Elucidation of pathophysiology and development of therapeutic drugs for Alzheimer's disease

According to the announcement by the Ministry of Health, Labor and Welfare, in Japan, 15% of elderly people aged 65 years or older in 2012 are dementia, the elderly with dementia is about 4.62 million (1 in 7 people) Moreover, there are about 4 million ‘mild cognitive impairment’, which is the preliminary stage of dementia, and about half of them are considered to be Alzheimer's disease (AD) in the near future. Since the incidence rate of Alzheimer's disease rapidly increases when the elder people become over 65 years of age, it is obvious that a development of effective treatment for dementia is urgently needed. AD has a pathological feature of senile plaque in which amyloid β protein (Aβ) is aggregated and deposited, neurofibrillary tangles composed of abnormal tau protein in neurons, and degeneration of neural cells. In recent years, it was revealed that amyloid β oligomer (AβO) which is a low molecular weight polymer of amyloid β protein (Aβ) has strong neurotoxicity and is strongly associated with pathophysiology in the early stage of the AD. Therefore, our group are generating a specific antibody against AβO, which is genetically engineered, and also using the BBB passage technology, and make the antibodies passing through into the brain. Then we are going to achieve the visualization of AβO in the patient brain before AD onset, and also the removal effect of AβO with the same antibodies, which is called as "Theranostics" for its dual effect of diagnosis and treatment by the same antibodies.

Quantitative evaluation of AβO, which has strong toxicity, is difficult using general biochemical analysis methods such as Western blotting for its instability. The evaluation of amyloid removal effect of antibody drug for AD have been conducted by counting senile plaques in the brain of model animals, instead. Recently we have developed a new measurement method of AβO in the brain, which make possible to measure successfully accurate soluble AβO in the brain of model mice.

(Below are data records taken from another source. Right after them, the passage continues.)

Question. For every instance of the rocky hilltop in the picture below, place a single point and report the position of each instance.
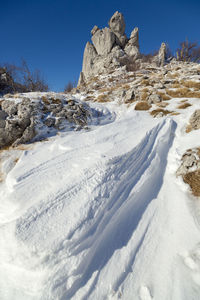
(111, 49)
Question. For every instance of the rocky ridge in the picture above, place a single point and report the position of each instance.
(111, 49)
(24, 119)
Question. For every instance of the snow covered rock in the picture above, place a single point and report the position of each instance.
(108, 46)
(195, 120)
(23, 120)
(132, 47)
(103, 41)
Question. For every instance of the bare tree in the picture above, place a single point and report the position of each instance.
(188, 51)
(69, 86)
(23, 79)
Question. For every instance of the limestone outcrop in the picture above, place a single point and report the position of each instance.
(110, 48)
(30, 120)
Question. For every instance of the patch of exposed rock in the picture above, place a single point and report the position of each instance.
(29, 120)
(190, 170)
(111, 49)
(194, 122)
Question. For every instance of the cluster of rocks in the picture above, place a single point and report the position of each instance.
(190, 162)
(110, 49)
(29, 120)
(194, 122)
(190, 170)
(6, 82)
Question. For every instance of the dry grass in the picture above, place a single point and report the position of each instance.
(174, 113)
(126, 86)
(155, 112)
(198, 152)
(183, 92)
(56, 101)
(191, 84)
(145, 90)
(172, 75)
(142, 105)
(184, 100)
(184, 105)
(45, 100)
(144, 96)
(193, 179)
(145, 82)
(178, 93)
(163, 96)
(188, 128)
(103, 98)
(103, 90)
(162, 104)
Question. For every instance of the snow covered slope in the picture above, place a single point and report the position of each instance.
(100, 214)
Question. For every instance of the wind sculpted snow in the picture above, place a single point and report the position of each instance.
(99, 215)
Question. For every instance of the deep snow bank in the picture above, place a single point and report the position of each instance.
(100, 215)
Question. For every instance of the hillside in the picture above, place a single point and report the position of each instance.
(100, 187)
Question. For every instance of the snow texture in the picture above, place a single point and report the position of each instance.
(100, 214)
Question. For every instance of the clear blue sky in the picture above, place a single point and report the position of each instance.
(51, 34)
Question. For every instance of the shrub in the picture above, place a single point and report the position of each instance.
(184, 105)
(193, 179)
(157, 111)
(142, 105)
(188, 51)
(102, 98)
(25, 80)
(69, 86)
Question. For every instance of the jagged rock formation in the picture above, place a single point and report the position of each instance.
(110, 48)
(21, 122)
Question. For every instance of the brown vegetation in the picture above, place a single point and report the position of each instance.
(144, 96)
(142, 105)
(193, 179)
(163, 96)
(184, 105)
(188, 52)
(191, 84)
(157, 111)
(103, 98)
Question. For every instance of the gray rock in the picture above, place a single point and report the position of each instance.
(103, 41)
(50, 122)
(162, 55)
(132, 47)
(129, 96)
(10, 107)
(117, 26)
(3, 116)
(154, 98)
(195, 120)
(88, 60)
(81, 80)
(94, 29)
(28, 134)
(117, 23)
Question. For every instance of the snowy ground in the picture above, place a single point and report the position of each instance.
(100, 214)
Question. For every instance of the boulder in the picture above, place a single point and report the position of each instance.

We also doing researches on the impact of oxidative stress and aging on AD. An early pathological event in AD is increased oxidative stress, which contributes to membrane damage, deterioration of synaptic plasticity and neuronal cell death, suggesting that oxidative stress promotes the initiation and/or progression of the disease. We generated α–tocopherol transfer protein (α-TTP) knockout (Ttpa-/-) mice which show marked lipid peroxidation in the brain because of a lack of α–tocopherol and are highly valuable as a model of chronic oxidative stress to the brain. By crossing AD transgenic model mice with Ttpa-/- mice, we obtained double mutant APPsw/Ttpa-/- mice, which showed increased Aβ deposits in the cerebrum and enhanced cognitive dysfunctions to be compared with APPsw mice (Nishida et al, BBRC 2006). The lipid peroxidation due to depletion of α-tocopherol impairs Aβ clearances from the brain and from the blood, possibly causing increased Aβ accumulation in Ttpa−/−APPsw mouse brain and plasma (Nishida et al, JBC 2009). Together with the fact that lipid peroxidation may be a major cause for aging of the brain, oxidative stress and aging are major contributors to AD pathogenesis. We further explored new genes and microRNA that would be involved in the pathogenesis of AD by mining micro array data using these model mice, and found several candidate genes including Pla2g3 which may play a role in cerebrum specific changes of AD pathology under chronic oxidative stress (Yui et al, PLoS One 2015). Understanding the molecular mechanism of how aging and oxidative stress accelerates AD pathophysiology will improve our understanding of fundamental cause of this disease and help us to develop novel treatment strategies for AD.